Just four days from today the Covid rules relax and we can meet up with friends in our own homes. Or, if you prefer, in their homes. And that's because your place, if it's anything like ours, may have achieved PLS, Peak Lockdown Slobbery, otherwise known as a tip. There is at least a month's tidying-up and polishing to do before we can throw open our doors.

From the Daily Telegraph website: “Free lateral flow tests may not be approved for departing green list holidaymakers.” Imagine if that headline had appeared only 18 months ago, it would have meant nothing to any of us.

In my lecturing days, I would warn trainee journalists of the dangers of making the readers work too hard. The example I used was a piece by a columnist (let us call him Fred) on reaching a significant birthday. Instead of simply telling us his age, Fred wrote playfully: “Suffice to say I have added two score years to that zero-appended anniversary when life is alleged to begin.” What . . . ?
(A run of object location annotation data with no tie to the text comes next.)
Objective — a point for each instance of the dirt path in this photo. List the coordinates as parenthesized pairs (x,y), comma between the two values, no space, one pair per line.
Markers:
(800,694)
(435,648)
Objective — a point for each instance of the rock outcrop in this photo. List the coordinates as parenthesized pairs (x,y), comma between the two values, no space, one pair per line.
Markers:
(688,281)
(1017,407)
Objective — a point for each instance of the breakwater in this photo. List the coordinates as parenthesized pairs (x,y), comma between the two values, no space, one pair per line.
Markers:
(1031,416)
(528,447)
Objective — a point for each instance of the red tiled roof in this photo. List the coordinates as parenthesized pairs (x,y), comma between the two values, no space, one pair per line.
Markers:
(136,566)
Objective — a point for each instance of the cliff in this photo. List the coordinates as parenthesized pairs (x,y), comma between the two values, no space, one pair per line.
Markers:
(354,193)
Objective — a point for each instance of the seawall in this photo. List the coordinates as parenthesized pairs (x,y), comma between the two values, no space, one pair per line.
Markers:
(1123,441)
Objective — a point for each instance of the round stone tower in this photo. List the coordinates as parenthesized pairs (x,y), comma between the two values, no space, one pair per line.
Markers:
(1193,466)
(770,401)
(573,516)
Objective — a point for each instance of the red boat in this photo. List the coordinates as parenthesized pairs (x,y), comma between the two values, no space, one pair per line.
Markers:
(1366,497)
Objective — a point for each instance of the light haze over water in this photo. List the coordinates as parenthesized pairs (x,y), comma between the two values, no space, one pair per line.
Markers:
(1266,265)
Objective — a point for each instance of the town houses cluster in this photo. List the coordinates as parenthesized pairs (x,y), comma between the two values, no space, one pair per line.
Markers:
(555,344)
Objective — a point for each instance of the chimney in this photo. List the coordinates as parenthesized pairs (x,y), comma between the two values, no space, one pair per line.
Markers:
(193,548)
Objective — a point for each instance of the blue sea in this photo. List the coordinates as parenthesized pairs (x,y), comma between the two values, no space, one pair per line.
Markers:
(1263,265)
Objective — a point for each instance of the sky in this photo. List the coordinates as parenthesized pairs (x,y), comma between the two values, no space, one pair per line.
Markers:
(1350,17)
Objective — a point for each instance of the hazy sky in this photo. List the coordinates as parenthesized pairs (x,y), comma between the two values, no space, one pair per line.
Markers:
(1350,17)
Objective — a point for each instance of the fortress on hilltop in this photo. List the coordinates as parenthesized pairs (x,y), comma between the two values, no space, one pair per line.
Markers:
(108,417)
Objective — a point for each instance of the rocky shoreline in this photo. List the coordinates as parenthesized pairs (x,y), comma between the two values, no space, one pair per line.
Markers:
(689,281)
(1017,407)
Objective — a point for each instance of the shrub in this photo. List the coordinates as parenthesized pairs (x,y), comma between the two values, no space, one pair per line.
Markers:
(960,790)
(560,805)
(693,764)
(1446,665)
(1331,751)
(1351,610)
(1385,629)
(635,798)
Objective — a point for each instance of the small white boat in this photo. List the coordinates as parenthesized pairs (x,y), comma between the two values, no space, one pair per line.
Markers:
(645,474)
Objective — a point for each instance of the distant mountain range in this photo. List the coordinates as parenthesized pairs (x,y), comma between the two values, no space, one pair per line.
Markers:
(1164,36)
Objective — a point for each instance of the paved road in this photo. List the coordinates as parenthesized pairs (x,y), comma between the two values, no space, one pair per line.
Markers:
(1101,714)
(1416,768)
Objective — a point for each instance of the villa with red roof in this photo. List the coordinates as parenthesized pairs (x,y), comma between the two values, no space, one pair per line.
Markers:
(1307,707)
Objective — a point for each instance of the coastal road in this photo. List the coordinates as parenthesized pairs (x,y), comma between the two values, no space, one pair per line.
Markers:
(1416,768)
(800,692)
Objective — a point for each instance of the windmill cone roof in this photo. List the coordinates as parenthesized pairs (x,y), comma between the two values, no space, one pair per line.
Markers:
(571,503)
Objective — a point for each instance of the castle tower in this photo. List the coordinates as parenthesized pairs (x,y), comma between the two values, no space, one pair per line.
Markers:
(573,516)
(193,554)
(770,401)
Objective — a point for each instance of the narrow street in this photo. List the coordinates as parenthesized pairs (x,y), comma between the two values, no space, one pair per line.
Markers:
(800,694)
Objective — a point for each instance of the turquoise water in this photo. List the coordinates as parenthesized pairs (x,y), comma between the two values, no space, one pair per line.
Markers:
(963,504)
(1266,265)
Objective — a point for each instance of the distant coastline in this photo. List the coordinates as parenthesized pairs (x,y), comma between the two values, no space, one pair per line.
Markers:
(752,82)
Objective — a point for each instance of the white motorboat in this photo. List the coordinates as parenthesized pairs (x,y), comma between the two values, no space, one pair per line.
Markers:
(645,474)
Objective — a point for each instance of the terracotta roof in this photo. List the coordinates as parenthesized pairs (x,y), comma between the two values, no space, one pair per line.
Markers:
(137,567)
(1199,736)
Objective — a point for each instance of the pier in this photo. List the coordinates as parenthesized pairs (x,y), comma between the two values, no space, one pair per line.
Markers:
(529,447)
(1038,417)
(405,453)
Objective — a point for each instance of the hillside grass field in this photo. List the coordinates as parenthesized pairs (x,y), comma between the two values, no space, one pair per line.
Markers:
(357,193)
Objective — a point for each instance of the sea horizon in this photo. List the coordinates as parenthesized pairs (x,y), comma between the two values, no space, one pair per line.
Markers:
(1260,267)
Suddenly you're into Bletchley Park code-breaking territory. Anyone care to decipher Fred's age?

My class of young graduates would figure out that it was a birthday ending in a zero. With luck, some of them might have had heard the expression “life begins at 40.”

So we start with 40 and add two score. At this stage there would be some debate over whether two score was 20 or 40.

Eventually the kids would settle on 40. And by adding 40 to 40 they would deduce that Fred had just turned 80. Result! Not exactly. Like so many journalists, Fred wasn't very good with figures. The birthday he was trying to describe was actually his 60th.

Me? Suffice to say I have just added three score years to the age when life begins, divided by two, then added the number of biblical Commandments, and added another score and subtracted the number of musical Green Bottles. Or to put it more simply, today is my birthday and I am 70.

I am not at all happy about this. Frankly, it is a disgrace and I will, of course, be demanding a recount on the grounds that, not so long ago, only really, really old people were allowed to be 70, not youthful, bright-eyed, snake-hipped lads like me. Is nobody maintaining any quality-control?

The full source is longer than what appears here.